Open kaijennissen opened 1 year ago
Hi @kaijennissen! Thank you so much for opening this bug! I tried to reproduce it locally, but found that the script failed for a different reason - the output of isocalendar()
was a tuple, rather than a named tuple, and so calling year
and week
failed. When I replaced it with the appropriate index 0
, and 1
, like below, the whole script worked:
import modin.pandas as pd
df = pd.DataFrame({"Date": pd.date_range("2001-01-01", freq="d", periods=12)})
df["Year"] = df.Date.apply(lambda x: x.isocalendar()[0])
df["Week"] = df.Date.apply(lambda x: x.isocalendar()[1])
df["Yearweek"] = df.Year * 100 + df.Week
df["Monday"] = pd.to_datetime(
df.Year.astype(str) + "-" + df.Week.astype(str) + "-" + "1", format="%Y-%W-%w"
)
Please let me know if that resolves the issue for you!

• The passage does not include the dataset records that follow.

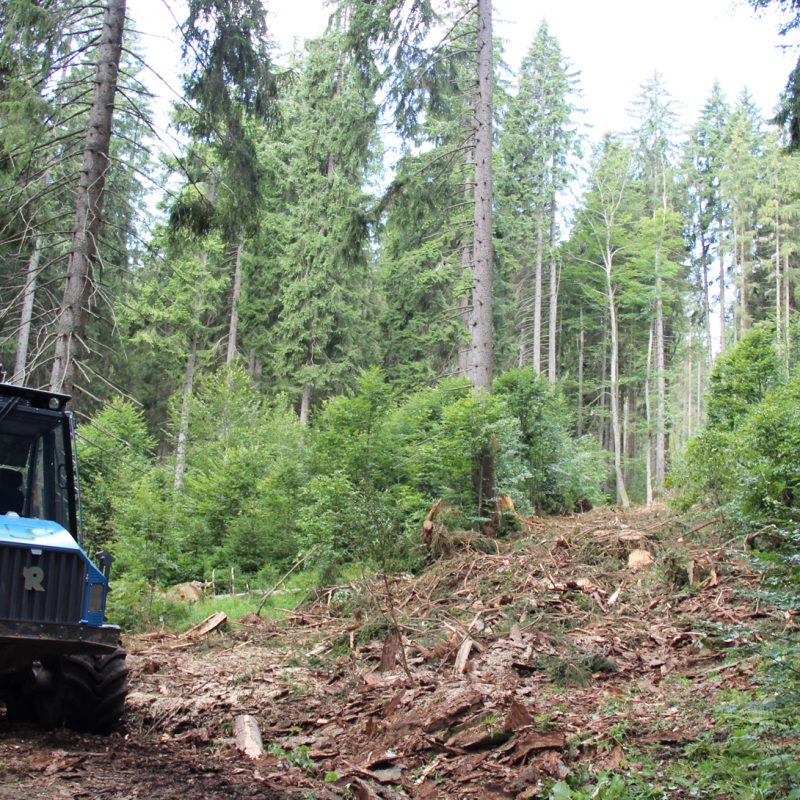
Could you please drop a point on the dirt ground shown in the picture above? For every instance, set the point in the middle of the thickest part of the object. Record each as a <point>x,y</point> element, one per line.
<point>574,644</point>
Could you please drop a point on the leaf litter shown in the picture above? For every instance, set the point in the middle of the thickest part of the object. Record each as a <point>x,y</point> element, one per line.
<point>490,675</point>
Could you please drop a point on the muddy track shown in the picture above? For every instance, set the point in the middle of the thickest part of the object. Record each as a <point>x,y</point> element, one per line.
<point>36,765</point>
<point>576,647</point>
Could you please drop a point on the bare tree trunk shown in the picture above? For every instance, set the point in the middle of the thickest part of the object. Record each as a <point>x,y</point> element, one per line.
<point>183,423</point>
<point>553,305</point>
<point>706,301</point>
<point>778,290</point>
<point>233,327</point>
<point>481,335</point>
<point>661,395</point>
<point>26,315</point>
<point>787,308</point>
<point>305,404</point>
<point>581,346</point>
<point>721,294</point>
<point>689,406</point>
<point>626,436</point>
<point>649,421</point>
<point>699,393</point>
<point>537,293</point>
<point>73,314</point>
<point>743,299</point>
<point>622,494</point>
<point>466,263</point>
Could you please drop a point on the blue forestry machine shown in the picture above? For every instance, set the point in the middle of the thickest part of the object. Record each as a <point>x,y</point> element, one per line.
<point>60,664</point>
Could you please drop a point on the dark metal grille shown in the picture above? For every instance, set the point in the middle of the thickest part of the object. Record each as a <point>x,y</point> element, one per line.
<point>64,582</point>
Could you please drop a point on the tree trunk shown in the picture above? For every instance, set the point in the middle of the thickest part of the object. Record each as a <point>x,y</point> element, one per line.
<point>26,315</point>
<point>778,290</point>
<point>622,494</point>
<point>466,265</point>
<point>553,305</point>
<point>481,335</point>
<point>649,421</point>
<point>537,293</point>
<point>661,395</point>
<point>183,423</point>
<point>73,314</point>
<point>581,346</point>
<point>743,299</point>
<point>787,308</point>
<point>233,327</point>
<point>305,404</point>
<point>721,294</point>
<point>706,300</point>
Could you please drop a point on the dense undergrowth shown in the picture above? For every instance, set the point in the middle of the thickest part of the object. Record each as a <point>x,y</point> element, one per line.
<point>353,488</point>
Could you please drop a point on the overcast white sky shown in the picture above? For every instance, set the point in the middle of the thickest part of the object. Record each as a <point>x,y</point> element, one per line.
<point>616,45</point>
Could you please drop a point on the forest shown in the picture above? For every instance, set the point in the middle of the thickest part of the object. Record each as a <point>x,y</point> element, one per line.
<point>290,346</point>
<point>386,318</point>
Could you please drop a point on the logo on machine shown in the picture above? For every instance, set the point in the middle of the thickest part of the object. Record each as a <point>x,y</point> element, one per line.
<point>33,579</point>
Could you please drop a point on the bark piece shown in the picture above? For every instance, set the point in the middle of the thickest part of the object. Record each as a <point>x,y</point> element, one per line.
<point>463,656</point>
<point>482,731</point>
<point>517,717</point>
<point>389,653</point>
<point>538,741</point>
<point>248,736</point>
<point>209,624</point>
<point>639,559</point>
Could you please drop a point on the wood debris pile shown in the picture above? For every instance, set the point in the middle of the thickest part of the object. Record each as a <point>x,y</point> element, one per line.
<point>488,676</point>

For me it's a named tuple.
>>> df.Date[0].isocalendar()
datetime.IsoCalendarDate(year=2001, week=1, weekday=1)
But using your code still raises the same error message. I've also tried to run the code as a script which raises the following error message. I suspect that dask
is broken despite having set up a new conda env.
For me it's a named tuple.
>>> df.Date[0].isocalendar() datetime.IsoCalendarDate(year=2001, week=1, weekday=1)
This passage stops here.